350 Seattle works toward climate justice by organizing people to make deep system change: resisting fossil fuels; building momentum for healthy alternatives; and fostering resilient, just, and welcoming communities.
Principle 1: Climate change is a profound and urgent threat to all life on the planet–but most especially and most immediately to those in the Global South.
Climate change is already wreaking havoc in the Global South, and in vulnerable communities everywhere: those that are low-income, indigenous, and/or communities of color. 350 Seattle will take guidance from those on the frontlines of extreme weather and sea-level rise, as well as those on the frontlines of fossil fuel extraction, and support their fight for immediate and aggressive action on climate.
Principle 2: Our economic system and its dependence on cheap fossil fuels have caused the devastation of communities and ecosystems; as US residents, we’ve been complicit in this, and we’ve benefited from it; we therefore have a responsibility to act.
Privilege allows many of us to take legal and political risks that would be life-threatening in many countries, and we have greater ability to change the systems causing the devastation.
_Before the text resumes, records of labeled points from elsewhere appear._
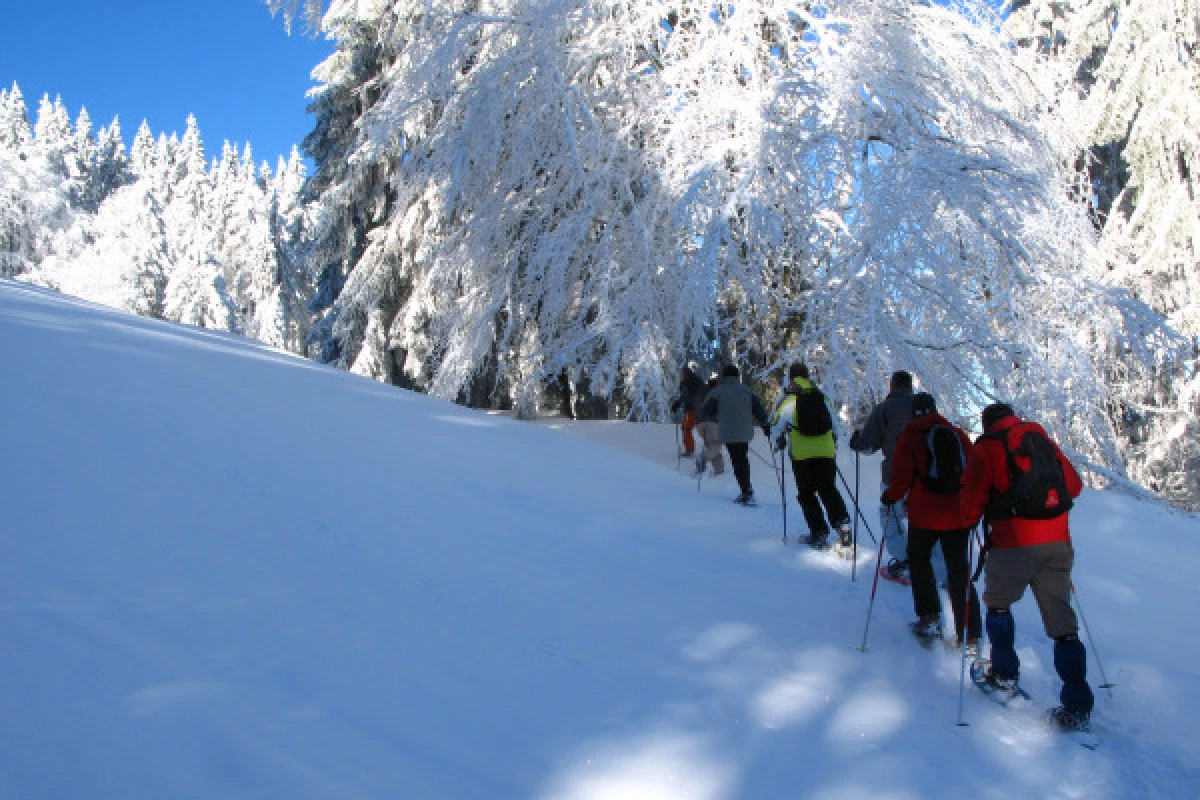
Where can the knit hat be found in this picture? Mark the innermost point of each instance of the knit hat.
(923, 403)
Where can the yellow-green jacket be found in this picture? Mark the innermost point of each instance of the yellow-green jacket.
(802, 447)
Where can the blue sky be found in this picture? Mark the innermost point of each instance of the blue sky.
(227, 61)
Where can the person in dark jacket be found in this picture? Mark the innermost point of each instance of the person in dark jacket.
(691, 395)
(934, 516)
(1031, 551)
(709, 434)
(736, 409)
(882, 429)
(813, 462)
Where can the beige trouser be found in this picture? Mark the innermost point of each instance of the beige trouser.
(1045, 569)
(708, 433)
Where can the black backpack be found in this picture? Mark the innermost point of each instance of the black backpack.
(1038, 492)
(811, 415)
(946, 461)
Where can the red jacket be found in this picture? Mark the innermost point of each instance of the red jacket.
(927, 509)
(988, 471)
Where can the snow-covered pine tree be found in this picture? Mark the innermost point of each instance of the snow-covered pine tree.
(34, 190)
(1127, 77)
(197, 289)
(604, 187)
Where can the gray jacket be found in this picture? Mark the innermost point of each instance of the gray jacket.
(736, 410)
(883, 426)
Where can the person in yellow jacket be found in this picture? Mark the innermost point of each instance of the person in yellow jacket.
(805, 416)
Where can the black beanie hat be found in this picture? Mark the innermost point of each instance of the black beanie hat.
(923, 403)
(995, 413)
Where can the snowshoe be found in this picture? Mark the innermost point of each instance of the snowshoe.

We feel morally compelled to do all we can–including utilizing peaceful civil disobedience when necessary–and believe that building a people’s movement is the most powerful way to catalyze ambitious and just climate policies.
Principle 3: We believe in a just transition.
Fossil fuel industry workers have labored in dangerous and unhealthful conditions for decades. We support their demands for accessible family-wage jobs in the transition to clean renewables, and we will collaborate with them whenever possible, except where this collaboration would be in direct conflict with Principle 1. We also recognize the long history of environmental injustices perpetrated on communities of color and low-income communities, and will accept no “solutions” that fail to protect these communities.
Principle 4: We believe in our collective power.
Climate change is not a problem of human nature; it’s a problem of very specific systems that we can choose to change, and a problem created by the companies that lied to us for decades about the risks. The Pacific Northwest has been extraordinarily powerful in defeating proposed fossil fuel projects; it took all of us, working at every level. Some people find it easier to imagine the end of the world than the end of fossil fuel dependence, but with your help, we can change that, remind people of their power, and help show the world what the fight for climate justice looks like. We need you.